4. The American Blend
What you need:
- 1 tsp garlic powder
- Juice from one lemon
- Olive oil (just enough to coat your protein)
- Salt & pepper
- 1 tsp dried rosemary
- 1/2 tsp paprika
Think of this as the classic roast spice combination. It goes best with chicken or turkey. Throw all your spices (along with the lemon juice and olive oil) into a zip lock with your protein of choice. Let it sit over night. To prepare, preheat oven to 450 and bake for 15–20 minutes.

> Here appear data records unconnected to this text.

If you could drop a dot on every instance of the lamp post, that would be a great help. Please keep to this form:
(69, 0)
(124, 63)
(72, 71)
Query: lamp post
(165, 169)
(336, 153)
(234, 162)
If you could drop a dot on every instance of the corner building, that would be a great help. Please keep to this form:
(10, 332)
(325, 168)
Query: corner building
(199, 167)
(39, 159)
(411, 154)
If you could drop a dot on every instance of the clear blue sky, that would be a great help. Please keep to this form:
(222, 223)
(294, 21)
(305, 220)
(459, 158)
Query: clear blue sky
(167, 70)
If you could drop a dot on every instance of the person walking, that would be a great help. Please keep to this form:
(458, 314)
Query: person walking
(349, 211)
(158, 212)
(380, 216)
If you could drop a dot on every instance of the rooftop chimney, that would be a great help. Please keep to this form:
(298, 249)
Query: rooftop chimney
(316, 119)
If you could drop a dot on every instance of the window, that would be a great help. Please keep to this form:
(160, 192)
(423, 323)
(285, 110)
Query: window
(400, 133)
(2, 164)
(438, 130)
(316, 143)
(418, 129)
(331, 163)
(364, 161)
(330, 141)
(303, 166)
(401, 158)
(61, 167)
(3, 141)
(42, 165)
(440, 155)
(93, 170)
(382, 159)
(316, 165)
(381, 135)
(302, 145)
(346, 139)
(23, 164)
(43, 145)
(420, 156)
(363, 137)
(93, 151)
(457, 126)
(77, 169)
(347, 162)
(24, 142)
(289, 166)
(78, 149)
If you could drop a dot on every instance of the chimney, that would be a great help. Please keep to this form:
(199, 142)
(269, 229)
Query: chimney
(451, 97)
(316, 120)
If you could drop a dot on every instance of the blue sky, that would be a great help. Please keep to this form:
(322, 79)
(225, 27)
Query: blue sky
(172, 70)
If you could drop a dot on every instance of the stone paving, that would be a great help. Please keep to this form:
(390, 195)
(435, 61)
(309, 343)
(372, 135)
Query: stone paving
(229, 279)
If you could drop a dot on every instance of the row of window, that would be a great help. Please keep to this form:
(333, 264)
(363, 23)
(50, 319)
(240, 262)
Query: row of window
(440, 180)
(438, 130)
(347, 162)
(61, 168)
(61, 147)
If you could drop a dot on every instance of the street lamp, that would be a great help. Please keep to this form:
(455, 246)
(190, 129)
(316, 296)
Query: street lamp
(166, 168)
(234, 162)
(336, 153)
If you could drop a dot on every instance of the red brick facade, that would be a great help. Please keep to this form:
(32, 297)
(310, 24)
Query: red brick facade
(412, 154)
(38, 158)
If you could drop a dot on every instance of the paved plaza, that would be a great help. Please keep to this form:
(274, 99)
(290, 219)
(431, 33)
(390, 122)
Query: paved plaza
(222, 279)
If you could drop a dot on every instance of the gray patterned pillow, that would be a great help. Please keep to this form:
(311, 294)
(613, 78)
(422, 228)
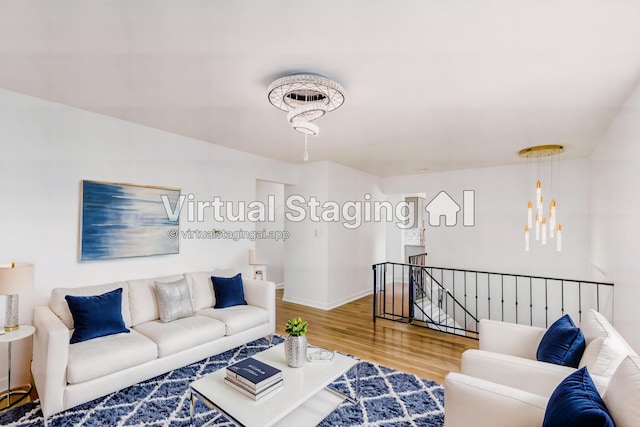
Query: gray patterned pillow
(174, 300)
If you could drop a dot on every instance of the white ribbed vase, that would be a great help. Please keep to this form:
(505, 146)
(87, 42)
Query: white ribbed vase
(295, 349)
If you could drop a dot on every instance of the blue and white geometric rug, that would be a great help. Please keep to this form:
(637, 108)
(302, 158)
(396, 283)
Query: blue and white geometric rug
(387, 398)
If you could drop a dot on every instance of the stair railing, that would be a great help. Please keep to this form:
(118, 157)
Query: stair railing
(453, 300)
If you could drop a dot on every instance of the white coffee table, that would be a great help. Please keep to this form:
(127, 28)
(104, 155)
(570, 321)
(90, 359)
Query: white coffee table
(303, 399)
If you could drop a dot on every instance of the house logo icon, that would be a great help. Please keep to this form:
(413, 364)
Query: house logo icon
(443, 205)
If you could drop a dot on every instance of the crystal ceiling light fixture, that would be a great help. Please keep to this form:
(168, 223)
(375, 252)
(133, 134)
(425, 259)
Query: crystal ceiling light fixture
(539, 153)
(305, 97)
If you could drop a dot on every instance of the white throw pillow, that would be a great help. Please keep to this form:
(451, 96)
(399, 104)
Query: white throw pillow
(143, 301)
(605, 347)
(202, 288)
(174, 300)
(623, 393)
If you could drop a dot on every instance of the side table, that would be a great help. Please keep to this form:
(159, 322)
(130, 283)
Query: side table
(24, 331)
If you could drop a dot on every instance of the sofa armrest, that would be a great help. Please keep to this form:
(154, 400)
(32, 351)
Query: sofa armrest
(475, 402)
(261, 293)
(510, 338)
(50, 357)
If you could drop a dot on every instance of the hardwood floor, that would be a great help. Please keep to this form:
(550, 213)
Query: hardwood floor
(350, 329)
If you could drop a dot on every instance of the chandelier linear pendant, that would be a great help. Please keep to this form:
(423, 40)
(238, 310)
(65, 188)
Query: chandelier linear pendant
(546, 227)
(305, 97)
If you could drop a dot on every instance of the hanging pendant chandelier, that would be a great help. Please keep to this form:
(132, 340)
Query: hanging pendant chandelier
(546, 227)
(305, 97)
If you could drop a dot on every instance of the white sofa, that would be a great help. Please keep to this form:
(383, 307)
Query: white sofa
(67, 375)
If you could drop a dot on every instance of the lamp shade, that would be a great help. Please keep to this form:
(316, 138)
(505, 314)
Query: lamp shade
(15, 278)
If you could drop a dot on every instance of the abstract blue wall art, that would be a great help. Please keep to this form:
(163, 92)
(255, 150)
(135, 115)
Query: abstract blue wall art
(125, 220)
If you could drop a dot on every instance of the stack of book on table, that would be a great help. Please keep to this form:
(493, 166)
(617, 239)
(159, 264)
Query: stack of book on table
(253, 378)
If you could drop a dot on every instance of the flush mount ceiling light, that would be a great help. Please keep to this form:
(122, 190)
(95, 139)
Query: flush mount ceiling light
(305, 127)
(305, 97)
(308, 112)
(296, 90)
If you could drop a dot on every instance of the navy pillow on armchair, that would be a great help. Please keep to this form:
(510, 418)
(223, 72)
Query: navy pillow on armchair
(562, 344)
(96, 316)
(577, 403)
(228, 290)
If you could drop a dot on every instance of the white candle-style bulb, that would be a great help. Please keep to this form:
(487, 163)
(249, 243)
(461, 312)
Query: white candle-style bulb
(552, 218)
(559, 238)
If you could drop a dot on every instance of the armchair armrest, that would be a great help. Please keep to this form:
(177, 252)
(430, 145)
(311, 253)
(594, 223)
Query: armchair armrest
(510, 338)
(540, 378)
(475, 402)
(261, 294)
(50, 357)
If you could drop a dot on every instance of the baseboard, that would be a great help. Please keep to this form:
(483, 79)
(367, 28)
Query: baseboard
(350, 298)
(330, 306)
(307, 303)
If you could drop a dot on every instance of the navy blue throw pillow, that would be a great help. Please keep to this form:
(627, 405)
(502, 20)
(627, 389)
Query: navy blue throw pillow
(96, 316)
(228, 291)
(577, 403)
(562, 344)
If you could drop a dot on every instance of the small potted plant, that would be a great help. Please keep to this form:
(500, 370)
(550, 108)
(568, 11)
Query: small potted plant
(295, 345)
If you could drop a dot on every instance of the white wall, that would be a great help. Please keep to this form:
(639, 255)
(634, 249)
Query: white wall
(306, 252)
(327, 264)
(271, 251)
(615, 225)
(496, 241)
(352, 252)
(46, 149)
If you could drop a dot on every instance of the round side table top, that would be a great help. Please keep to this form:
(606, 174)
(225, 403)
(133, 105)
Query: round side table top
(24, 331)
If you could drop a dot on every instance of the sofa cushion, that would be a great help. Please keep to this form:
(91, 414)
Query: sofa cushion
(181, 334)
(239, 318)
(143, 302)
(105, 355)
(229, 291)
(623, 393)
(174, 300)
(60, 306)
(562, 344)
(576, 403)
(96, 316)
(202, 287)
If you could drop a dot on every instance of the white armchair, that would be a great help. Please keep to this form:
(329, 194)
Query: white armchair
(477, 402)
(507, 355)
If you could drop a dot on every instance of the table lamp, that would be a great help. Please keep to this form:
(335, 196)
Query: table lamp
(14, 278)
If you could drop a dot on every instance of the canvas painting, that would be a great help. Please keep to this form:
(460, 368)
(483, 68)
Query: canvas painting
(125, 220)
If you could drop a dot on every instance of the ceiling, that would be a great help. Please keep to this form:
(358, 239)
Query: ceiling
(430, 84)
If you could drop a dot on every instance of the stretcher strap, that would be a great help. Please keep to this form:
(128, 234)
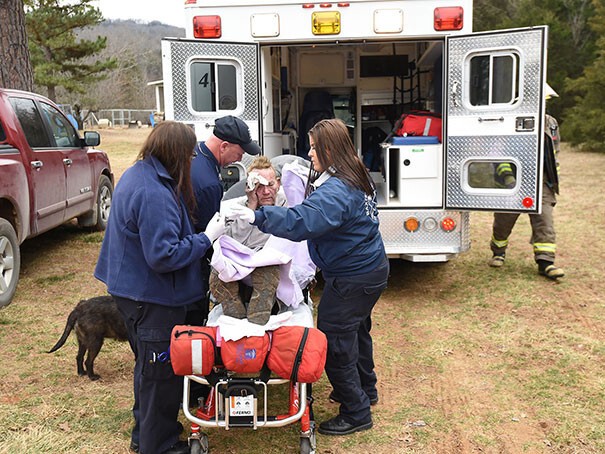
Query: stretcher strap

*Bonus tip: With the same spice combo, take an extra zip lock bag and throw in chopped zucchini, cherry tomatoes, and sliced red onion. You can throw these veggies onto a second baking sheet while the chicken bakes. You’ll knock out your protein and veggies prep in one shot.
5. The Thai Blend
What you need:
- 1 tsp round turmeric
- 3 bay leaves
- 3 tsp ground coriander
- 2 tsp round cumin seed
- 1 tsp ground ginger
- 1/2 tsp round white pepper
- 1/2 tsp Chili flakes
- Two cans full fat coconut milk
First, you’ll dry fry all the spices (minus the bay leaves and coconut milk) for five minutes. This will toast the spices and bring forth a bolder flavor. Then add in two cans of full fat coconut milk, the bay leaves and your protein source (chicken seasoned with salt and pepper will do just fine) to a pot. Bring it to a boil, then lower the heat to a simmer. Cook until chicken is tender.
*Bonus tip: Prepare some calrose white rice (a soft, succulent and tender medium grain rice) and serve your curry over this stuff. Then finish it with chopped cilantro and a squirt of lime. You can also easily throw in some veggies into the curry. Onions, potatoes and bell peppers are all fair game.